You are viewing a plain text version of this content. The canonical link for it is here.
Posted to user@flink.apache.org by Yassine MARZOUGUI <y....@mindlytix.com> on 2016/11/23 13:03:04 UTC

Sink not switched to "RUNUNG" even though a task slot is available

Hi all,

My batch job has the follwoing plan in the end (figure attached):


​
I have a total of 32 task slots, and I have set the parallelism of the last
two operators before the sink to 31. The sink parallelism is 1. The last
operator before the sink is a MapOperator, so it doesn't need to buffer all
elements before emitting the output.

Looking at the dashboard, I see that one task slot is available, but the
sink subtask stays in the state "CREATED".

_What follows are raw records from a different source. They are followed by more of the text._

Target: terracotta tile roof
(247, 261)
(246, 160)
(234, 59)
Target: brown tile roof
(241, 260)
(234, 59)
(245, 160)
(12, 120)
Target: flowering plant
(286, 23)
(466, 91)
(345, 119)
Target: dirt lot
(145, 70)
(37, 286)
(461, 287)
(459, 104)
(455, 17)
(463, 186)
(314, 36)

Any explanation for this behaviour? Thank you.

Best,
Yassine

Re: Sink not switched to "RUNUNG" even though a task slot is available

Posted by Yassine MARZOUGUI <y....@mindlytix.com>.
Hi Robert,

I see, so the join needs to consume all data first and process it.
In my case, I couldn't wait long because the first join quickly generated a
lot of data that can't fit in the memory or in the disk. The solution was
then to manually specify a JoinHint and broadcast the small dataset, that
way I was able to get an output of the join as soon as data is received.

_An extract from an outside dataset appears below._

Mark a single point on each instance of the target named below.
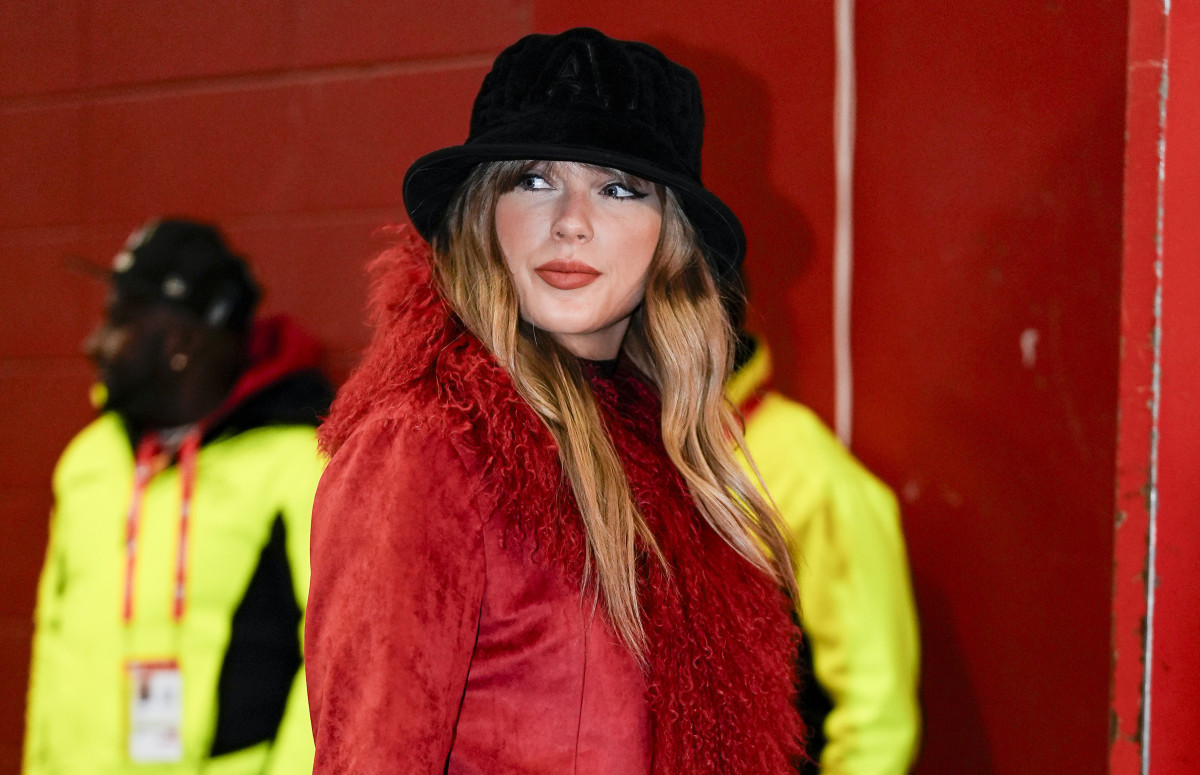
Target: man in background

Thanks a lot for the clarification!

Best,
Yassine

2016-11-23 17:35 GMT+01:00 Robert Metzger <rm...@apache.org>:

> Hi Yassine,
>
> you don't necessarily need to set the parallelism of the last two
> operators of 31, the sink with parallelism 1 will fit still into the slots.
> A task slot can, by default, hold an entire "slice" or parallel instance
> of a job.
>
> The reason why the sink stays in state CREATE in the beginning is because
> it didn't receive any data yet. In batch mode, an operator is switching to
> RUNNING once it received the first record. In your case, there are some
> operations (reduce, join) before the sink that first need to consume all
> data and process it.
> If you wait long enough, you should see the sink to become active.
>
> Regards,
> Robert
>
>
>
> On Wed, Nov 23, 2016 at 2:03 PM, Yassine MARZOUGUI <
> y.marzougui@mindlytix.com> wrote:
>
>> Hi all,
>>
>> My batch job has the follwoing plan in the end (figure attached):
>>
>>
>> ​
>> I have a total of 32 task slots, and I have set the parallelism of the
>> last two operators before the sink to 31. The sink parallelism is 1. The
>> last operator before the sink is a MapOperator, so it doesn't need to
>> buffer all elements before emitting the output.
>>
>> Looking at the dashboard, I see that one task slot is available, but the
>> sink subtask stays in the state "CREATED".
>>
>> Any explanation for this behaviour? Thank you.
>>
>> Best,
>> Yassine
>>
>
>

Re: Sink not switched to "RUNUNG" even though a task slot is available

Posted by Robert Metzger <rm...@apache.org>.
Hi Yassine,

you don't necessarily need to set the parallelism of the last two operators
of 31, the sink with parallelism 1 will fit still into the slots.
A task slot can, by default, hold an entire "slice" or parallel instance of
a job.

The reason why the sink stays in state CREATE in the beginning is because
it didn't receive any data yet. In batch mode, an operator is switching to
RUNNING once it received the first record. In your case, there are some
operations (reduce, join) before the sink that first need to consume all
data and process it.
If you wait long enough, you should see the sink to become active.

Regards,
Robert



On Wed, Nov 23, 2016 at 2:03 PM, Yassine MARZOUGUI <
y.marzougui@mindlytix.com> wrote:

> Hi all,
>
> My batch job has the follwoing plan in the end (figure attached):
>
>
> ​
> I have a total of 32 task slots, and I have set the parallelism of the
> last two operators before the sink to 31. The sink parallelism is 1. The
> last operator before the sink is a MapOperator, so it doesn't need to
> buffer all elements before emitting the output.
>
> Looking at the dashboard, I see that one task slot is available, but the
> sink subtask stays in the state "CREATED".
>
> Any explanation for this behaviour? Thank you.
>
> Best,
> Yassine
>